Overall survival rates were not reported in either of the two post hoc analyses. In the initial analysis, 23 patients (15%) in the Lorbrena group and 28 (19%) in the Xalkori group had died, a difference that was not statistically significant. The researchers will continue to follow the study participants until the median PFS time is reached in the Lorbrena group and to evaluate whether patients who receive Lorbrena ultimately live longer.

Many experts—and the media—lauded the findings, but others weren’t as enthused. Vinay Prasad, MD, MPH, of the University of California San Francisco, and Timothée Olivier, MD, of Geneva University Hospital, noted that the CROWN trial had a “suboptimal” control group. Xalkori was the first ALK inhibitor, approved more than a decade ago. They suggested that the control arm of the CROWN trial should have been the newer ALK inhibitor Alecensa, which is more effective than Xalkori and is considered a standard of care.

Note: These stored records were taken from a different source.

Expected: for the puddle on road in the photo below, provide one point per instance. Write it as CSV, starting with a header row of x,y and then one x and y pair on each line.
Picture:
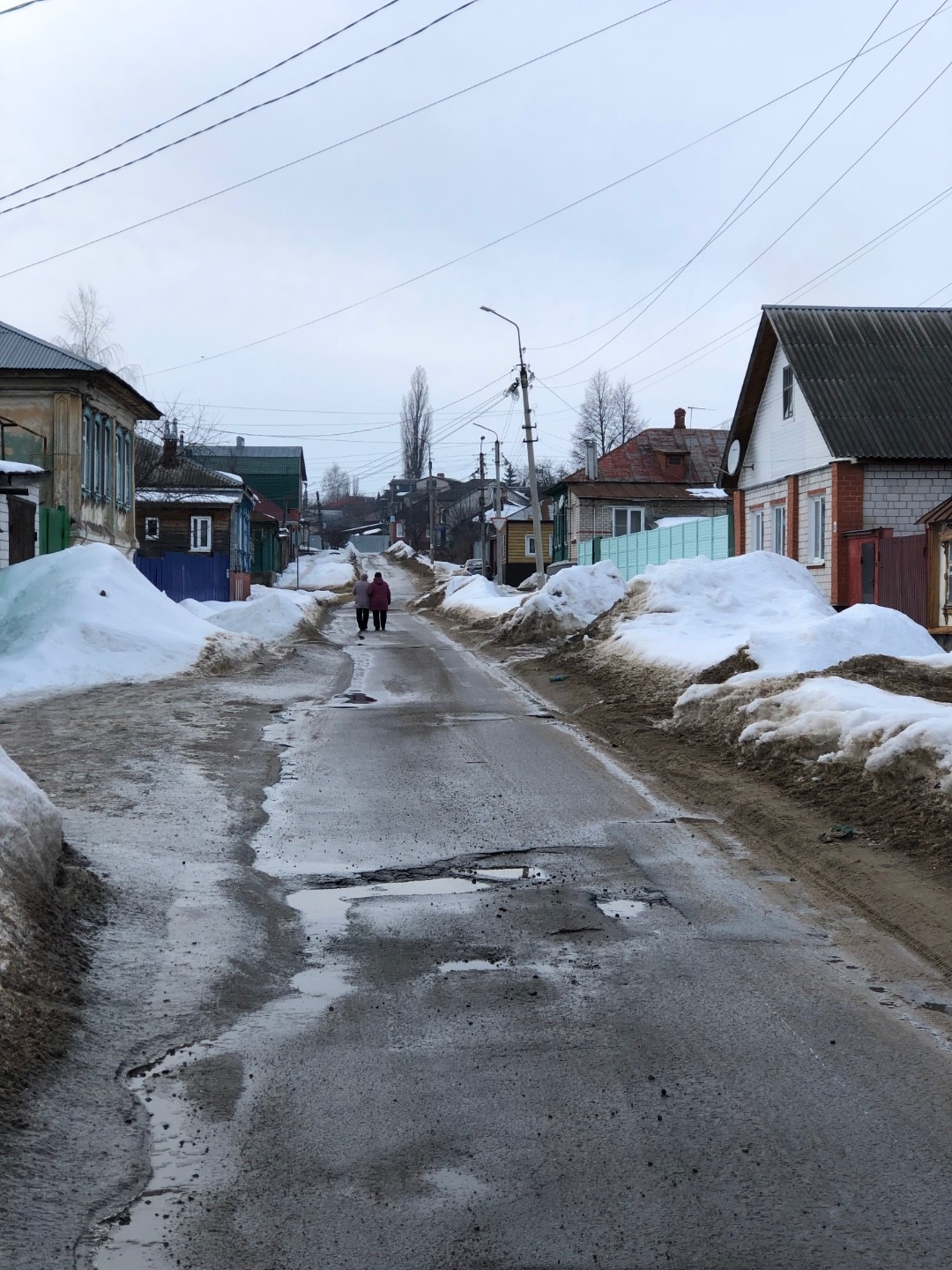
x,y
521,873
622,907
456,967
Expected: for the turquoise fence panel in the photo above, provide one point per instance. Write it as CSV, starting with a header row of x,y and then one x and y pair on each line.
x,y
634,553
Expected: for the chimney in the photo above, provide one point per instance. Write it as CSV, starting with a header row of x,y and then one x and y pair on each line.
x,y
170,444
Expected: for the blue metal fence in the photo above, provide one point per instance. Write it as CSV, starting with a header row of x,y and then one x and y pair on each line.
x,y
187,577
634,553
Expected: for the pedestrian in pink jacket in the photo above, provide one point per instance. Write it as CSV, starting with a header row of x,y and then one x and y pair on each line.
x,y
380,601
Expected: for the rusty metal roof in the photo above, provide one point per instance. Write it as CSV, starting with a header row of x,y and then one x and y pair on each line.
x,y
879,381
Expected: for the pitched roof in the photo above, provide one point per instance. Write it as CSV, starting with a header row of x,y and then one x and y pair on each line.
x,y
877,381
22,354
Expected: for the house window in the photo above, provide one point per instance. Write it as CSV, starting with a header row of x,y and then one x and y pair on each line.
x,y
201,534
779,530
628,519
756,531
816,545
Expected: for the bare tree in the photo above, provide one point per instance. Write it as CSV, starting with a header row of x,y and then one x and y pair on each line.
x,y
88,325
628,417
598,419
335,484
415,424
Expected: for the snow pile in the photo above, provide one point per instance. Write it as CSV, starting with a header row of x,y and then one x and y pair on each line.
x,y
856,721
31,836
88,616
270,615
570,600
476,598
689,615
323,571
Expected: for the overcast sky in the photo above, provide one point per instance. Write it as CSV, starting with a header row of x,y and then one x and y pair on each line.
x,y
80,75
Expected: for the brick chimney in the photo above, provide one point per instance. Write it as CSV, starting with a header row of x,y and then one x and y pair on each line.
x,y
170,444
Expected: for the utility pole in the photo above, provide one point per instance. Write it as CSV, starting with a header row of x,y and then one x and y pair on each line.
x,y
530,451
432,494
482,510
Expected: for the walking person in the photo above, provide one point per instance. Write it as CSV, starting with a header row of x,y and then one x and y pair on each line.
x,y
380,601
362,602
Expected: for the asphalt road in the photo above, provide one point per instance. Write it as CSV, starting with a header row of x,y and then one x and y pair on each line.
x,y
435,1065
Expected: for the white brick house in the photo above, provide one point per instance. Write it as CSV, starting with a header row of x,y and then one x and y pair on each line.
x,y
841,442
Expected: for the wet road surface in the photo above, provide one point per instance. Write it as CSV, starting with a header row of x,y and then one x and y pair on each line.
x,y
530,1016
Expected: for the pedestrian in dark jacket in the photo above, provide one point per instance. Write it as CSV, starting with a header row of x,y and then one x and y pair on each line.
x,y
380,601
362,601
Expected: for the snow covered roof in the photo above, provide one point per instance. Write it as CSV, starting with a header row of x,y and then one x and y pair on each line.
x,y
9,467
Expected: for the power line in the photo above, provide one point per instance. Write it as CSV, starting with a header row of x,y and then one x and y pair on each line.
x,y
779,236
240,115
208,101
736,213
25,4
358,136
502,238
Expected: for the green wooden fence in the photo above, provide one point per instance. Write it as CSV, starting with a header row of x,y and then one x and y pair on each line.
x,y
634,553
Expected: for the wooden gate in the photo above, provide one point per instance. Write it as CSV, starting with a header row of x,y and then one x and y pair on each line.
x,y
23,530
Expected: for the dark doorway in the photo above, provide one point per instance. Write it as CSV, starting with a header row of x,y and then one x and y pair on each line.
x,y
23,530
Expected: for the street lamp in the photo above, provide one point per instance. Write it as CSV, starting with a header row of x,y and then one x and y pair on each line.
x,y
530,451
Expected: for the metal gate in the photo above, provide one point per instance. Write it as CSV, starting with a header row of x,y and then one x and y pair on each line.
x,y
903,577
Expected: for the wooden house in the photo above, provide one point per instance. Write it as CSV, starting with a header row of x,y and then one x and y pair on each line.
x,y
75,421
193,526
658,473
841,444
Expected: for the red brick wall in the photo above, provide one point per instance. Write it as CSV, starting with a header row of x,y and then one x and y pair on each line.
x,y
792,517
740,522
847,513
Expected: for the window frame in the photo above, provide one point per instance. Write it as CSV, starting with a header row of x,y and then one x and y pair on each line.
x,y
778,528
628,511
192,537
816,534
756,530
787,392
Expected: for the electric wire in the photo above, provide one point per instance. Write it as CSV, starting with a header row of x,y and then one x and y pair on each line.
x,y
208,101
502,238
367,132
736,213
240,115
770,245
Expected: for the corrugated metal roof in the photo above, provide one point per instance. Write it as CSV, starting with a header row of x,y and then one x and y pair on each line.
x,y
879,381
23,352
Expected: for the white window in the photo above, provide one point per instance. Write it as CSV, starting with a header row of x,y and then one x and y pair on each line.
x,y
787,392
628,519
779,530
756,531
816,545
201,534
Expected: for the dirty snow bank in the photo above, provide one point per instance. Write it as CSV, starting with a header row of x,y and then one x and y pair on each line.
x,y
270,615
570,600
689,615
88,616
476,598
323,571
850,721
31,837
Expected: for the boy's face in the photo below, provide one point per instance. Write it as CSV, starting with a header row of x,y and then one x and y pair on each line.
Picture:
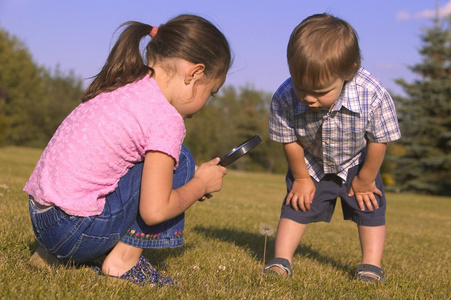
x,y
321,98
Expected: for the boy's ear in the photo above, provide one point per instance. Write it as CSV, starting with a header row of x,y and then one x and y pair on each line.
x,y
194,73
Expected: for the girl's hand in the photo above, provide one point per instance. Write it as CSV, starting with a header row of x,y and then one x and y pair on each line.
x,y
211,175
364,193
301,194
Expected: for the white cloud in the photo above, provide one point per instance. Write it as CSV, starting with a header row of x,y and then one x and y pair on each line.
x,y
425,14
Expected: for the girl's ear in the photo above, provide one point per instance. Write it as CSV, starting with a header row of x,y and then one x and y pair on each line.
x,y
194,73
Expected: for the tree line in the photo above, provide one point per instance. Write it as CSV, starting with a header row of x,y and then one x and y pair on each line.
x,y
34,101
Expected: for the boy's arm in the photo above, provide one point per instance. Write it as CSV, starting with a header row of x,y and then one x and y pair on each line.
x,y
363,185
303,190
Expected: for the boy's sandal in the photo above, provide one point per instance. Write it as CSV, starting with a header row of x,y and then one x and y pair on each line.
x,y
370,273
142,273
280,263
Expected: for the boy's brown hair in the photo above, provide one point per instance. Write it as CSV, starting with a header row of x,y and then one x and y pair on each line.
x,y
321,49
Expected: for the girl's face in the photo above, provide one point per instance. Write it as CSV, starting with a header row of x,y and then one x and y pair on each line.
x,y
321,98
200,93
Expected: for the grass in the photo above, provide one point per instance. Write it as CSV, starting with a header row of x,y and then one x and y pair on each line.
x,y
223,250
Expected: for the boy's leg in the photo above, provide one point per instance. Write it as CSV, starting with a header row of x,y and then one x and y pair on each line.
x,y
372,241
288,237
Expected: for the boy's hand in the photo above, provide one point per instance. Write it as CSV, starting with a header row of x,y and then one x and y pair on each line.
x,y
364,193
301,194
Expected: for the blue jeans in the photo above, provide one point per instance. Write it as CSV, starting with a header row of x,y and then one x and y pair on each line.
x,y
81,239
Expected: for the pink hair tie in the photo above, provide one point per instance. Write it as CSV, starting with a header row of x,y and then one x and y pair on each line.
x,y
153,32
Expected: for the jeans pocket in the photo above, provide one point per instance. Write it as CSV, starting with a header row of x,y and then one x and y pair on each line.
x,y
88,247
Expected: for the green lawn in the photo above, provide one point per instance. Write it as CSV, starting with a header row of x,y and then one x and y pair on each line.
x,y
223,250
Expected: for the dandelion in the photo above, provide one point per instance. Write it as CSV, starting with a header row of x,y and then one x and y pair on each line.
x,y
266,230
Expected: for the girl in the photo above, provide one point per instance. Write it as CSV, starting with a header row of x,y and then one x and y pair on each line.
x,y
115,177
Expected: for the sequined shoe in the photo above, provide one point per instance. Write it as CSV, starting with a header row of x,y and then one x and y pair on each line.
x,y
142,273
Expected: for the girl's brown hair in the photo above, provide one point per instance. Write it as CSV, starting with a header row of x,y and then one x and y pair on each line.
x,y
187,37
321,49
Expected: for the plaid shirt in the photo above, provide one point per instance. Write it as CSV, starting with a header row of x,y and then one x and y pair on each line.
x,y
336,140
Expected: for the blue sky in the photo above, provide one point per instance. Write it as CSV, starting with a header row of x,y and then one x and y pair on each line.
x,y
77,35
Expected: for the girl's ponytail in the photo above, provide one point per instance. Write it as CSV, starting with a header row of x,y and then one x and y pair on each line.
x,y
187,37
124,63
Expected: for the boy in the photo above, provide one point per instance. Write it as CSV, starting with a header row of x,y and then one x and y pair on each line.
x,y
334,120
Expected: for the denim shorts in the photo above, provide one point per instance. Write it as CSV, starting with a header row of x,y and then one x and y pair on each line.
x,y
82,239
328,190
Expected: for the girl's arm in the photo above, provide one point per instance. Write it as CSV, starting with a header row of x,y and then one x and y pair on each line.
x,y
159,202
363,185
303,190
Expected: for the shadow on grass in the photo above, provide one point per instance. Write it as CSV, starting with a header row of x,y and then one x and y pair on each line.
x,y
255,243
154,256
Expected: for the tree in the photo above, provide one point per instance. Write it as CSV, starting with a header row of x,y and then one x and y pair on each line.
x,y
425,117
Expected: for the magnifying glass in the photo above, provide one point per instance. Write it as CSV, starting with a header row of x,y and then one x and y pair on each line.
x,y
239,151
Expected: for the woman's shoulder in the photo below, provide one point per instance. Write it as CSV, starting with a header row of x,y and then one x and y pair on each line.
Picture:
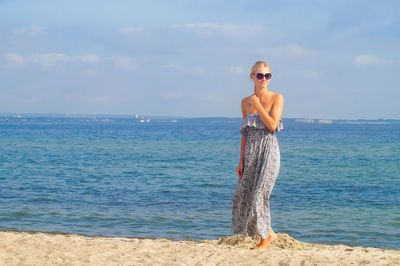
x,y
276,96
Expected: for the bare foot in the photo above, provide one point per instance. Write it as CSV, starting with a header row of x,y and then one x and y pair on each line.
x,y
272,237
261,246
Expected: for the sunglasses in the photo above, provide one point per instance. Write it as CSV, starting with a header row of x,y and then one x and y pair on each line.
x,y
261,76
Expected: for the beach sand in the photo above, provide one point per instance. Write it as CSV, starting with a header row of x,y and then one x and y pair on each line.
x,y
22,248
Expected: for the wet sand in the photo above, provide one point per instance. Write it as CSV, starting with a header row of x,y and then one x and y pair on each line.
x,y
22,248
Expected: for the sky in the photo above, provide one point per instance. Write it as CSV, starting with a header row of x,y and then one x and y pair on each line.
x,y
329,59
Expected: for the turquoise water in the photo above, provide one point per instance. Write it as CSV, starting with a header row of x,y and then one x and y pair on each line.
x,y
114,176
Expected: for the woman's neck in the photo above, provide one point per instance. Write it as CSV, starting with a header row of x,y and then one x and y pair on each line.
x,y
260,91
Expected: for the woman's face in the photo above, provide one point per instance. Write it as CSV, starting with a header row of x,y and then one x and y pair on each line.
x,y
260,83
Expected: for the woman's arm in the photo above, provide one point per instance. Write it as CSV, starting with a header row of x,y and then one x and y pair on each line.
x,y
271,121
242,144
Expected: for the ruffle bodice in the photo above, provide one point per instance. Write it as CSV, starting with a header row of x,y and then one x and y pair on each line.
x,y
253,121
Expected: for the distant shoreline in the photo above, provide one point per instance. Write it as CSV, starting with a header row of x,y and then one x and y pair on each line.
x,y
59,249
16,116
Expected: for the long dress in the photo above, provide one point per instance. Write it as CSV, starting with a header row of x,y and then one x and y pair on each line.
x,y
250,203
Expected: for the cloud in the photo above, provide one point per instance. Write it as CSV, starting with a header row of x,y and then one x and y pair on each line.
x,y
309,74
297,51
14,59
365,60
172,66
234,69
124,62
50,59
226,28
131,30
88,58
29,30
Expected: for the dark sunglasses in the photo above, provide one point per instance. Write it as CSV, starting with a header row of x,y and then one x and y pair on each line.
x,y
261,76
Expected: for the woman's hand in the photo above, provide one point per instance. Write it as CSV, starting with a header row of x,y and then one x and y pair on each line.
x,y
239,171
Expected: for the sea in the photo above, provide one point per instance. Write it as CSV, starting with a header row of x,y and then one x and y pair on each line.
x,y
174,177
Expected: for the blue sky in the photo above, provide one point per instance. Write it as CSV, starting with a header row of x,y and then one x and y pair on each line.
x,y
330,59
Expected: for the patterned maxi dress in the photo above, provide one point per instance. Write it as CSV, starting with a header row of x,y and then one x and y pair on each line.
x,y
250,202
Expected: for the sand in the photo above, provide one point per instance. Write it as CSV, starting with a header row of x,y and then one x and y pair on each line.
x,y
22,248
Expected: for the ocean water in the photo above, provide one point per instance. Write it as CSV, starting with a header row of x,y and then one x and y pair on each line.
x,y
175,177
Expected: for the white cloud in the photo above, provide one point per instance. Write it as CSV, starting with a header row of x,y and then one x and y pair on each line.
x,y
131,30
14,59
50,59
363,60
29,30
172,66
299,51
309,74
292,50
124,62
234,69
88,58
227,28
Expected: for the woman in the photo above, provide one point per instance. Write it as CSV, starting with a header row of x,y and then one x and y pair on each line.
x,y
259,161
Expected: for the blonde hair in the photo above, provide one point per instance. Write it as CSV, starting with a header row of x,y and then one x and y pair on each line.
x,y
259,64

Xalkori has largely been supplanted in the United States, but it is still used in other countries.

However, David Spigel, MD, of the Sarah Cannon Research Institute, said that the Lorbrena results are “the best we’ve ever seen” for an ALK TKI inhibitor in the first-line setting. Drugs in this class have different safety profiles—including more cholesterol and cognitive side effects with Lorbrena—which could affect treatment decisions in specific cases. While cautioning against comparing results across studies, he said that Alecensa and Alunbrig have not shown durable progression-free survival of this magnitude.

“We have not seen anything close to this,” Spigel told reporters at an ASCO media briefing. While some clinicians prefer to save highly effective therapies like Lorbrena for subsequent treatment after older drugs fail, Spigel argued for the opposite approach. “Patients don’t always make it to the next line of therapy,” he said. “I want to give the best drug I can give up front.”